Purpose: To investigate the relation between myopia and variations in three genes coding for matrix metalloproteinases, enzymes that degrade matrix proteins and modulate scleral extensibility.
Methods: Three hundred sixty-six men and women, from Sheffield, United Kingdom, were genotyped for the 1G/2G polymorphism in the MMP-1 gene, the 5A/6A polymorphism in the MMP-3 gene and the Arg-->Gln polymorphism in exon 6 of the MMP-9 gene and assessed for refractive error.

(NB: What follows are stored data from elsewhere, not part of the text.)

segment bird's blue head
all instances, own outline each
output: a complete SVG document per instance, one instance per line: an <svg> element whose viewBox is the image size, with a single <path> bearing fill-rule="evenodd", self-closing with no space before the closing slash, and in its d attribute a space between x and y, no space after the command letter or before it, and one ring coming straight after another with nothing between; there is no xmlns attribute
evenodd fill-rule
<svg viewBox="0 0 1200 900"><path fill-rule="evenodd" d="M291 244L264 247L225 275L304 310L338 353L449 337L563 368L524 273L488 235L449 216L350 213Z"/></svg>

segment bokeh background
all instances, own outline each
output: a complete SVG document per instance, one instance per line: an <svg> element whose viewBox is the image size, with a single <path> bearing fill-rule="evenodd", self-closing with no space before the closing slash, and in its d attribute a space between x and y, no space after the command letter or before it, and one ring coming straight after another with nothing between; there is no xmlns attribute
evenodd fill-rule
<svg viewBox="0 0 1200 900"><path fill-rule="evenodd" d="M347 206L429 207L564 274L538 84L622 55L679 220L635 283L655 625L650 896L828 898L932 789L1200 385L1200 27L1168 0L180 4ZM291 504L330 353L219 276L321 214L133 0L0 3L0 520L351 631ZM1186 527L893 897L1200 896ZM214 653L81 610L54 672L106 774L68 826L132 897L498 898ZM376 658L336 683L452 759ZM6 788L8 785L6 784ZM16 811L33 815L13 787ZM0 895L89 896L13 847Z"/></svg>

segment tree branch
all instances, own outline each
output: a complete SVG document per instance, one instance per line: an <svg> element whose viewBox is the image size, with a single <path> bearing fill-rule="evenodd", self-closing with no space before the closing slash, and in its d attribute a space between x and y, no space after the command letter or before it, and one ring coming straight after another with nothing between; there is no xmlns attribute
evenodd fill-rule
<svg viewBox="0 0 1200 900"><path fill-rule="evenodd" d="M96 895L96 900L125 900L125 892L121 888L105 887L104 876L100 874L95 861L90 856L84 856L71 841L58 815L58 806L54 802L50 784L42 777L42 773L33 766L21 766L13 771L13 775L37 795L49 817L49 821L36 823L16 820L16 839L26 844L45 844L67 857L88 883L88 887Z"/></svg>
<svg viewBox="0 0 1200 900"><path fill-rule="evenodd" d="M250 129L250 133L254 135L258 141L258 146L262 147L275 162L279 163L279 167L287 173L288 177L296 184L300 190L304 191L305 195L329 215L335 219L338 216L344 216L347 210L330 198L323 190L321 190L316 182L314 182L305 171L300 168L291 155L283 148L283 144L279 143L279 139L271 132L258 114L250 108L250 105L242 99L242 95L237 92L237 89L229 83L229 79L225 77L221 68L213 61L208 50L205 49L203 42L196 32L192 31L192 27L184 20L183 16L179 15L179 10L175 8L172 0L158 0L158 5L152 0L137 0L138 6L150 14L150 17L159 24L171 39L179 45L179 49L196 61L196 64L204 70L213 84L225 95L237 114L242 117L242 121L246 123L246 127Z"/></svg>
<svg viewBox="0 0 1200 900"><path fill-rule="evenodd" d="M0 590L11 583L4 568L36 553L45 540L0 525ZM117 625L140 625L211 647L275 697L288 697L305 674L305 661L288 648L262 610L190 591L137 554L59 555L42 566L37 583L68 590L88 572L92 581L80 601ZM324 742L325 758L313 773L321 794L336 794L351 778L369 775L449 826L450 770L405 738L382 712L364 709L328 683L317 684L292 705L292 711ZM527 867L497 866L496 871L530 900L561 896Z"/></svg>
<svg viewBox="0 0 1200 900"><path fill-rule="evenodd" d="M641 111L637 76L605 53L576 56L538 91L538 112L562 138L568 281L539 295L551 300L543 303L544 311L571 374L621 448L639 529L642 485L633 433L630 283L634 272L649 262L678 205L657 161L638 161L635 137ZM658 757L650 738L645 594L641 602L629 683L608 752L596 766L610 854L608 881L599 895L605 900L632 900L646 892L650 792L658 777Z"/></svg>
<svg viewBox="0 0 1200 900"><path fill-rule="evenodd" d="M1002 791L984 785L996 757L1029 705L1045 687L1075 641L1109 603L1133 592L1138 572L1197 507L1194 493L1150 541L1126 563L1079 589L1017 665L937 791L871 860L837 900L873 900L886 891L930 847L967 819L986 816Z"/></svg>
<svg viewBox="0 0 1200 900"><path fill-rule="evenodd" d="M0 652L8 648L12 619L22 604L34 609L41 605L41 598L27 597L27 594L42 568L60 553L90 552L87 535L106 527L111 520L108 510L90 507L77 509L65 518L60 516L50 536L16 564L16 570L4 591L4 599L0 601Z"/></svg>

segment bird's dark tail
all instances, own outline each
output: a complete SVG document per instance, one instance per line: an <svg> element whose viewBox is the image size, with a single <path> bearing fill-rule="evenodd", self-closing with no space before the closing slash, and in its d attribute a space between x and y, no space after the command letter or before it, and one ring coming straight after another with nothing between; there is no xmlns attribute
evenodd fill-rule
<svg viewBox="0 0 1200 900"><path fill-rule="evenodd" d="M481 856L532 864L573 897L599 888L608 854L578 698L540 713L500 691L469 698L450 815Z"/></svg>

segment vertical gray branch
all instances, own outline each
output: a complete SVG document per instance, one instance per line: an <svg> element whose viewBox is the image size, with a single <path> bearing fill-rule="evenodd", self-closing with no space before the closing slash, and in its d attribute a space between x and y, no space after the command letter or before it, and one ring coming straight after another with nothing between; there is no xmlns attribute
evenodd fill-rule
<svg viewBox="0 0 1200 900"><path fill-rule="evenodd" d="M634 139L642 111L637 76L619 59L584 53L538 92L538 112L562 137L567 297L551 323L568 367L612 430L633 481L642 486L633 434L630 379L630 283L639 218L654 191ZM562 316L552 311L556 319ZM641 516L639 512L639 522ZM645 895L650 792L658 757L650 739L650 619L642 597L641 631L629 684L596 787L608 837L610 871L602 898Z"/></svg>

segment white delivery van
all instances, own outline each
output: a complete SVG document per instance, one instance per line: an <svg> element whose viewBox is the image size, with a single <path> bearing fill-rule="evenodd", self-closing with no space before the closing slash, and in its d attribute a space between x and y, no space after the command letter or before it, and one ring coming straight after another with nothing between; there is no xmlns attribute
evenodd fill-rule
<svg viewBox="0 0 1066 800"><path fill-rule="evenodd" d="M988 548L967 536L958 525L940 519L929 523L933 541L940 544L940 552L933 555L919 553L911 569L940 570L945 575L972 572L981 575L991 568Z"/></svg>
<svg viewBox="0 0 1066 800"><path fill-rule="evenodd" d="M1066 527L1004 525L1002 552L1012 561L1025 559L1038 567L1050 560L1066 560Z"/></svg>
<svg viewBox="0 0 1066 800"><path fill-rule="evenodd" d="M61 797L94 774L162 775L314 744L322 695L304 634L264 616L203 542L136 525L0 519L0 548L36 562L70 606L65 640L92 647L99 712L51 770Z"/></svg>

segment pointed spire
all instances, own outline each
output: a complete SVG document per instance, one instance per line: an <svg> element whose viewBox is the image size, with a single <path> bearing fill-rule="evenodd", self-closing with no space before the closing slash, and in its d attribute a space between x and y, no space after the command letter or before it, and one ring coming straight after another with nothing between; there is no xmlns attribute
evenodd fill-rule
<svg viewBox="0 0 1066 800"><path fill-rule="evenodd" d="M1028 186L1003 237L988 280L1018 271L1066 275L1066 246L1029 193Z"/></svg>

Results: Risk of myopia was increased in people homozygous for the 5A allele of the MMP-3 gene (odds ratio [OR], 3.1; 95% confidence interval [CI], 1.1-9.0) compared to those who were homozygous for the 6A allele, and in people homozygous for the Gln allele in exon 6 of the MMP-9 gene (OR, 2.8; 95% CI, 1.1-7.0) compared to those who were homozygous for the Arg allele. People who were homozygous for the 2G allele of the MMP-1 gene had an odds ratio for myopia of 2.3 (95% CI, 0.9-6.1), compared with those who were homozygous for the 1G allele, although this relation did not reach statistical significance. Risk of myopia increased progressively with the dose of these three alleles, showing a greater than 10-fold difference across the range.
Conclusions: The results suggest that common variations in three of the genes that control breakdown of matrix proteins in the sclera may contribute to the development of simple myopia.